A bunch of waisted meat, but what a gun


----------



## georgia_home (Jul 26, 2011)

That's one deadeye door gunner there!


----------



## scout8140 (Jul 26, 2011)

Nice!!!!


----------



## Kawaliga (Jul 26, 2011)

He needs an M-60 machinegun and a 2000 round door box. None of them would get away!


----------



## fishndinty (Jul 26, 2011)

I want that guy on my side for the paintball match.


----------



## weekender (Jul 27, 2011)

I just want to make sure he IS on my side.... that's putting it on em


----------



## 95g atl (Jul 27, 2011)

wow.


----------



## Jester896 (Jul 27, 2011)

tetgunner said:


> He needs an M-60 machinegun and a 2000 round door box. None of them would get away!



 I didn't see many that were fired on that got away...his results may drop...hate for him to hit a rotor



fishndinty said:


> I want that guy on my side for the paintball match.


woods ball or bunker ball?...might be able to get him in woods ball


----------



## golffreak (Jul 27, 2011)

Those little jokers can flat out run!


----------



## captainhook (Jul 28, 2011)

Nice shooting for sure.


----------



## Curtis (Jul 28, 2011)

Wow, that will get your adrenaline going.  Quite the shooter.


----------



## Dead Eye Eddy (Jul 28, 2011)

Nice job if you can get it.  That would never get old.


----------



## Cadcom (Jul 28, 2011)

I bet he loves the smell of Napalm in the morning!


----------



## DaveGPhd (Jul 28, 2011)

Sweeeeet, the gun with the drum on it is BAD.  Not a gun fanatic so could someone tell me what they are shooting.  I MUST HAVE ONE WITH A DRUM on it.


----------



## Y.T. (Jul 28, 2011)

Now THAT looks like fun!


----------



## sniper1 (Jul 28, 2011)

heard there is legislation in Texas for this to become a guided hunt option...


----------



## sgtstinky (Jul 30, 2011)

Single shot kills and I'd be wondering how many he took before they were abel to get the video, but those follow up shots with kills made me a believer. That is not easy, those are some very accomplished marksmen for sure.


----------



## BigCountry19 (Aug 1, 2011)

That's cool............I wanna play!!!


----------



## hogman1 (Aug 1, 2011)

ten stars must see of the year right there!


----------



## 348 Win (Aug 5, 2011)

I am game. Where do I sign up?


----------



## calebroad (Aug 5, 2011)

golffreak said:


> Those little jokers can flat out run!



They sure can


----------



## mike bell (Aug 6, 2011)

how does he shoot them little ones........

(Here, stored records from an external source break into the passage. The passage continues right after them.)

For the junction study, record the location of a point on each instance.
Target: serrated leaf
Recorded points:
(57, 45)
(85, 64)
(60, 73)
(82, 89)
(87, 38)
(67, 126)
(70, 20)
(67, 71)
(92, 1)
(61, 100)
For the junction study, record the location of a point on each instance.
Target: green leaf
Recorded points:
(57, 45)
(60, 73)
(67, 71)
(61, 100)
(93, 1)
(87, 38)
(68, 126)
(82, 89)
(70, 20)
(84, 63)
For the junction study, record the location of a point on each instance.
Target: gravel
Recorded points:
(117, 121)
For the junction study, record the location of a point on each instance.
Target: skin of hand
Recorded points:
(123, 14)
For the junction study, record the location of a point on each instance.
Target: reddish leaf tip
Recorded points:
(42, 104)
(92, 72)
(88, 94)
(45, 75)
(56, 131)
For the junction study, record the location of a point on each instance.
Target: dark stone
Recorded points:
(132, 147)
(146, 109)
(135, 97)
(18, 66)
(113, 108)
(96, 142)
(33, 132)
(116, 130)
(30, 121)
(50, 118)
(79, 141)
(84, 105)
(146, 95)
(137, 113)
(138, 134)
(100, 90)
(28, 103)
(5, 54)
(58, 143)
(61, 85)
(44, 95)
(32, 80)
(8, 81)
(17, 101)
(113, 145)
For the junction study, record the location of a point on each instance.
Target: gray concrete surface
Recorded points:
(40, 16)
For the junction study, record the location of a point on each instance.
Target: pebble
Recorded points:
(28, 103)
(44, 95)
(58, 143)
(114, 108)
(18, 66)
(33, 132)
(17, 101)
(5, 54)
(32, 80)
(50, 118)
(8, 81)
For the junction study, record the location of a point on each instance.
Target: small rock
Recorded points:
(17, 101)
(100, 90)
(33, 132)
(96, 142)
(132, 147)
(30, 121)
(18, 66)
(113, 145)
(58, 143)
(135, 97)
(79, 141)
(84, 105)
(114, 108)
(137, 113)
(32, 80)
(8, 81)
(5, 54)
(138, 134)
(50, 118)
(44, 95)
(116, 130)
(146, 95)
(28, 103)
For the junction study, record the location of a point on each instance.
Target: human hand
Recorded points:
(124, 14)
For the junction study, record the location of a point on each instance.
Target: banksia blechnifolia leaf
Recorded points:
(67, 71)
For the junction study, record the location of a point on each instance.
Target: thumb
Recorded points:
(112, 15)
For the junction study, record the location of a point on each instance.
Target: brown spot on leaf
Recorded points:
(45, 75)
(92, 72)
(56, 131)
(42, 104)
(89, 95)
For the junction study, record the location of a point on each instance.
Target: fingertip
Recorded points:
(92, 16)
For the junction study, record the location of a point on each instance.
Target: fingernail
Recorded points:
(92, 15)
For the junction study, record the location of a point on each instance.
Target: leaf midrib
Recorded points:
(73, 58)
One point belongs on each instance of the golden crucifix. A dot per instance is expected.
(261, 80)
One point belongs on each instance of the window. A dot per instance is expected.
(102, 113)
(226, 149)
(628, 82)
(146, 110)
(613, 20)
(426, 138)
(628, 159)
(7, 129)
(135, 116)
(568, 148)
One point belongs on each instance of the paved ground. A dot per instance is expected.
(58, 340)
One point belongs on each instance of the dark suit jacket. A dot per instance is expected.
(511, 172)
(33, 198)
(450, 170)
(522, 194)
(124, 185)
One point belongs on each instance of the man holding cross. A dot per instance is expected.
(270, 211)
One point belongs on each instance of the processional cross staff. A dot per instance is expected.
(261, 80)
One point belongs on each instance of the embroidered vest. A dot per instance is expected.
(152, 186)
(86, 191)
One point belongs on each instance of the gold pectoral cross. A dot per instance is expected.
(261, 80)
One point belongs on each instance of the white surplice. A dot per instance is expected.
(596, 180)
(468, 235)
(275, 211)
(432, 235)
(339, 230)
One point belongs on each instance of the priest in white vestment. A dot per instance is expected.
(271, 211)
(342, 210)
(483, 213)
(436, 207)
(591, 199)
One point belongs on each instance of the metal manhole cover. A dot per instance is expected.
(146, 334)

Easy.  He just dont lead them as much....


----------



## Backlasher82 (Aug 7, 2011)

mike bell said:


> how does he shoot them little ones........
> 
> Easy.  He just dont lead them as much....



Kinda reminded me of that scene from FMJ too. "Get some, get some!"


----------



## snook24 (Aug 7, 2011)

thats awesome!


----------



## huntmore (Aug 7, 2011)

looks like an item for a bucket list to me!!!


----------



## DawgMedic (Aug 8, 2011)

and I thought hunting off a 4 wheeler was fun!!!!!


----------



## SpurHuntinHillbilly (Aug 8, 2011)

We need him and a few others down on the border!! Hahahah!!!


----------



## snookman (Aug 8, 2011)

Take that " animal rights activists'!!!!  I love it!


----------



## 2789britt (Aug 8, 2011)

i smell bacon for years to come me need a bigger freezer


----------